PyTorch is the preferred framework for AI research and increasingly for production. Its dynamic computation graph and Pythonic API make debugging intuitive.

Installation

  pip install torch torchvision
  
  import torch
print(f"PyTorch {torch.__version__}")
print(f"CUDA available: {torch.cuda.is_available()}")
  

Tensors

  import torch

# Create tensors
x = torch.tensor([1.0, 2.0, 3.0])
matrix = torch.randn(3, 4)  # random normal
zeros = torch.zeros(2, 3)

# GPU acceleration
if torch.cuda.is_available():
    x = x.cuda()

# Operations
a = torch.randn(2, 3)
b = torch.randn(3, 4)
c = torch.mm(a, b)  # matrix multiply
print(c.shape)
  

Autograd — Automatic Differentiation

PyTorch tracks operations for gradient computation:

  x = torch.tensor(2.0, requires_grad=True)
y = x ** 2 + 3 * x + 1
y.backward()
print(x.grad)  # dy/dx = 2x + 3 = 7.0
  

Build a Neural Network

  import torch.nn as nn
import torch.nn.functional as F

class Net(nn.Module):
    def __init__(self):
        super().__init__()
        self.fc1 = nn.Linear(784, 128)
        self.fc2 = nn.Linear(128, 64)
        self.fc3 = nn.Linear(64, 10)
        self.dropout = nn.Dropout(0.2)

    def forward(self, x):
        x = x.view(-1, 784)
        x = F.relu(self.fc1(x))
        x = self.dropout(x)
        x = F.relu(self.fc2(x))
        return self.fc3(x)

model = Net()
print(model)
  

Training Loop

  from torchvision import datasets, transforms
from torch.utils.data import DataLoader

transform = transforms.Compose([
    transforms.ToTensor(),
    transforms.Normalize((0.1307,), (0.3081,)),
])

train_dataset = datasets.MNIST('./data', train=True, download=True, transform=transform)
train_loader = DataLoader(train_dataset, batch_size=64, shuffle=True)

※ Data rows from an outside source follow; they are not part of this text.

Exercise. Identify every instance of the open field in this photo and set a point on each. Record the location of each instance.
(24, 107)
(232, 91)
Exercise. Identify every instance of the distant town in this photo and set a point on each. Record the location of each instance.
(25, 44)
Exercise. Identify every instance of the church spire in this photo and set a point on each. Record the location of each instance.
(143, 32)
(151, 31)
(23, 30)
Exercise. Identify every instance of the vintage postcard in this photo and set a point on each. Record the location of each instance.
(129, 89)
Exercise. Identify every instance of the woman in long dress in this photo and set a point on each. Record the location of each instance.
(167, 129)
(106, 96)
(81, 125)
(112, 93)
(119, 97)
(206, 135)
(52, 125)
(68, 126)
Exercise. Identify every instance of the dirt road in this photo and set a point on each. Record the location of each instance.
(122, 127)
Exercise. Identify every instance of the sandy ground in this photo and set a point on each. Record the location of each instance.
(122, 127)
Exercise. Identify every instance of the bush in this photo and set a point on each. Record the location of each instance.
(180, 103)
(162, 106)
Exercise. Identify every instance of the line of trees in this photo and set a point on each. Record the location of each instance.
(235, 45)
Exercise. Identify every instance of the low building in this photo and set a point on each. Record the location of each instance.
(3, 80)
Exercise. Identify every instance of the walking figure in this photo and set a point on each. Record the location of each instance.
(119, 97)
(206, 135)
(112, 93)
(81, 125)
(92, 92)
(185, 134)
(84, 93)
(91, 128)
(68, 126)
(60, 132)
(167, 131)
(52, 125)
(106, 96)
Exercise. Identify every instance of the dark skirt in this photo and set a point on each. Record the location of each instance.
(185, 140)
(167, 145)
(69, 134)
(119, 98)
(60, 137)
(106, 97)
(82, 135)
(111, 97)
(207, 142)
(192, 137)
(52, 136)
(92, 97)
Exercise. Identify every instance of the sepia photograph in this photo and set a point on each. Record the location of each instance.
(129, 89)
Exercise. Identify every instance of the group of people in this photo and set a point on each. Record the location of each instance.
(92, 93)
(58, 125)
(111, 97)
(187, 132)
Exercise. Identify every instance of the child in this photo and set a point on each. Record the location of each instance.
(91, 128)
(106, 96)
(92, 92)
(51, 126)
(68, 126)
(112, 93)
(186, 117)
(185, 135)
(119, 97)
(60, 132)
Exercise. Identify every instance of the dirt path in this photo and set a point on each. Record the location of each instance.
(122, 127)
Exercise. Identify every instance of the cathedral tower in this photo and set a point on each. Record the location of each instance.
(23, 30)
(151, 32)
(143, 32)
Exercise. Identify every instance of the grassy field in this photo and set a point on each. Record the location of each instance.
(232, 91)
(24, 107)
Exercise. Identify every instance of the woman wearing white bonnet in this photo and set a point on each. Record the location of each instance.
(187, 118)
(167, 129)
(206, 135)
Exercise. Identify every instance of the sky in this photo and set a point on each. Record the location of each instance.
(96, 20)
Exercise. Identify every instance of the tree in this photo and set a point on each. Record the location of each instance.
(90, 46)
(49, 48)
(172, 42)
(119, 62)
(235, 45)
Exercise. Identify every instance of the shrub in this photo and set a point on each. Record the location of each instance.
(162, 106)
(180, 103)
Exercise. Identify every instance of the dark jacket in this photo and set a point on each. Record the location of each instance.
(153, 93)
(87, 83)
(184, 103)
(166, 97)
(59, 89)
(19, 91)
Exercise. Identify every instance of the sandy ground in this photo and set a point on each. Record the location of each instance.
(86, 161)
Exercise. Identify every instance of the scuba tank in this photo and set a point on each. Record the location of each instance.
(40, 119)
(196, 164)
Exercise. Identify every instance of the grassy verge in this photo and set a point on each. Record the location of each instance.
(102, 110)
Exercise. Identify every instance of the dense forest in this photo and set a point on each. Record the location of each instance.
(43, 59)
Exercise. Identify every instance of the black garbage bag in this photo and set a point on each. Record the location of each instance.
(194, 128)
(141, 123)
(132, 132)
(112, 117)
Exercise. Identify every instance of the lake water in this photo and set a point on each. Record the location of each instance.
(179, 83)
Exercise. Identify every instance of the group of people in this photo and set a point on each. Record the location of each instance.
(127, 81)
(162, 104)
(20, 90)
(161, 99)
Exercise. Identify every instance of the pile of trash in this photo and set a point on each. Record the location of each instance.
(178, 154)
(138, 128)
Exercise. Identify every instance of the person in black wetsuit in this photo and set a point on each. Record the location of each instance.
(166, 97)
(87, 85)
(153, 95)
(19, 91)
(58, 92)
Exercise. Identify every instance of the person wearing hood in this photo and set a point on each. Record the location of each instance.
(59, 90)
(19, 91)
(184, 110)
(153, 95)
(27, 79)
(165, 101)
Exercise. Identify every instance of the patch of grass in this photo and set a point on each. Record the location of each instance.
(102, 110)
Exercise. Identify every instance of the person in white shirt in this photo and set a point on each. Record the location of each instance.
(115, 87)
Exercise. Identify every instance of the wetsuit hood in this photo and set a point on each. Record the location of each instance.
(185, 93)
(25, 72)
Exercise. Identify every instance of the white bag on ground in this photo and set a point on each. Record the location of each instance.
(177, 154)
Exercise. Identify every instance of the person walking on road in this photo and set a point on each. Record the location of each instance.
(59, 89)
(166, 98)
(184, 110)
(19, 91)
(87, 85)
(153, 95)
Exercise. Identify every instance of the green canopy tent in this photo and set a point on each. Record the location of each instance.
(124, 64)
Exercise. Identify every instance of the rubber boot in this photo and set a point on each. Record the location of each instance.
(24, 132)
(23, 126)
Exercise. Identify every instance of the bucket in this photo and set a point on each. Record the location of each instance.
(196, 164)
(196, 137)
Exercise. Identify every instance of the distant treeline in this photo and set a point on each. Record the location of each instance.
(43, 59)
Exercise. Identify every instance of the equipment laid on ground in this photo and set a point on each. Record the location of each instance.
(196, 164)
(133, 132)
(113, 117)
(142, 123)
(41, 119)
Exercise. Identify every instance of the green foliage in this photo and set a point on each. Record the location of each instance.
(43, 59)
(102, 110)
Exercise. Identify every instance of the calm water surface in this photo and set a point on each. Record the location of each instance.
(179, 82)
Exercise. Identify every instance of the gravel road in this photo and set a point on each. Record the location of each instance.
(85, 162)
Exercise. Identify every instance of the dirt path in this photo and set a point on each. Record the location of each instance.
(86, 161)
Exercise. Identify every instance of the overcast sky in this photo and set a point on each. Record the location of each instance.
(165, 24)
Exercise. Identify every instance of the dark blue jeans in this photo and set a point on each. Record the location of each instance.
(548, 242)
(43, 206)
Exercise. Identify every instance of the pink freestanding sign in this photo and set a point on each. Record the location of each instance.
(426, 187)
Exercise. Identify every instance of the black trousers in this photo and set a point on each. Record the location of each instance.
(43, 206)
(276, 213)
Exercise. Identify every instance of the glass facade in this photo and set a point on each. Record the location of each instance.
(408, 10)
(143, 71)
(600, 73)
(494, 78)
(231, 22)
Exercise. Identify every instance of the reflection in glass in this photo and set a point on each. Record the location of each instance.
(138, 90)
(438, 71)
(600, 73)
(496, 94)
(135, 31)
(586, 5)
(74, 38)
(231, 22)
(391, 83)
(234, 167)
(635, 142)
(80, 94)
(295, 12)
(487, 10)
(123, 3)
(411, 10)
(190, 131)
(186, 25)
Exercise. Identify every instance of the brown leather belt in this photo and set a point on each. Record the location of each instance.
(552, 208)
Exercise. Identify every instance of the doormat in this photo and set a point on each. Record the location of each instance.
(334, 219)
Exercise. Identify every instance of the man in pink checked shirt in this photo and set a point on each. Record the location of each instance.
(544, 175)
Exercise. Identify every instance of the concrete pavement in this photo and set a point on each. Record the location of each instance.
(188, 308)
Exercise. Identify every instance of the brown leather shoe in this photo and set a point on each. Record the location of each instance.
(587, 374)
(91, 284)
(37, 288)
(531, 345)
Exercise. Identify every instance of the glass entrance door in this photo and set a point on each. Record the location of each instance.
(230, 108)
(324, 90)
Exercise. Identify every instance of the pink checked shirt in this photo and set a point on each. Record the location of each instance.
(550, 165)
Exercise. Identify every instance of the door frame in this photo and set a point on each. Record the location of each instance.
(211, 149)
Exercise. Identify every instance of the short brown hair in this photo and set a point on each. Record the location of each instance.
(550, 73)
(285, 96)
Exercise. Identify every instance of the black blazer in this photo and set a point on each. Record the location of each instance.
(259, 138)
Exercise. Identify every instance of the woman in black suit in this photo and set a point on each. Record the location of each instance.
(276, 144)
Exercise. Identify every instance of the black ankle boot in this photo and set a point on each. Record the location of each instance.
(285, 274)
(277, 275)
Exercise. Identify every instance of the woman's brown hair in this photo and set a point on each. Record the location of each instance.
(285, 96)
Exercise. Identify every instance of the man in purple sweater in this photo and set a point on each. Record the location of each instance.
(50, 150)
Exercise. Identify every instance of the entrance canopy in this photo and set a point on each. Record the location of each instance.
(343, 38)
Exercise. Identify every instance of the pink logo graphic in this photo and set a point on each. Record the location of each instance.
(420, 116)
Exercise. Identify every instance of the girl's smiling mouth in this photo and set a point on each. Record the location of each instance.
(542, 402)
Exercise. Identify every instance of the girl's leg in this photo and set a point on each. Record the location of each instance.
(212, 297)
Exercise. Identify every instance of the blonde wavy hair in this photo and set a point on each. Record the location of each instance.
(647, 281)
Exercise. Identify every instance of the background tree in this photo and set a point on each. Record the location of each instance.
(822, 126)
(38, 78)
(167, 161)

criterion = nn.CrossEntropyLoss()
optimizer = torch.optim.Adam(model.parameters(), lr=0.001)

device = torch.device('cuda' if torch.cuda.is_available() else 'cpu')
model.to(device)

for epoch in range(5):
    model.train()
    total_loss = 0
    for batch_idx, (data, target) in enumerate(train_loader):
        data, target = data.to(device), target.to(device)

        optimizer.zero_grad()
        output = model(data)
        loss = criterion(output, target)
        loss.backward()
        optimizer.step()
        total_loss += loss.item()

    print(f"Epoch {epoch+1}, Loss: {total_loss/len(train_loader):.4f}")
  

Evaluation

  model.eval()
correct = 0
total = 0

test_dataset = datasets.MNIST('./data', train=False, transform=transform)
test_loader = DataLoader(test_dataset, batch_size=1000)

with torch.no_grad():
    for data, target in test_loader:
        data, target = data.to(device), target.to(device)
        output = model(data)
        pred = output.argmax(dim=1)
        correct += pred.eq(target).sum().item()
        total += target.size(0)

print(f"Accuracy: {100. * correct / total:.2f}%")
  

Save and Load

  torch.save(model.state_dict(), 'model.pth')
model.load_state_dict(torch.load('model.pth'))
  

PyTorch’s flexibility and strong research community make it the top choice for cutting-edge AI development.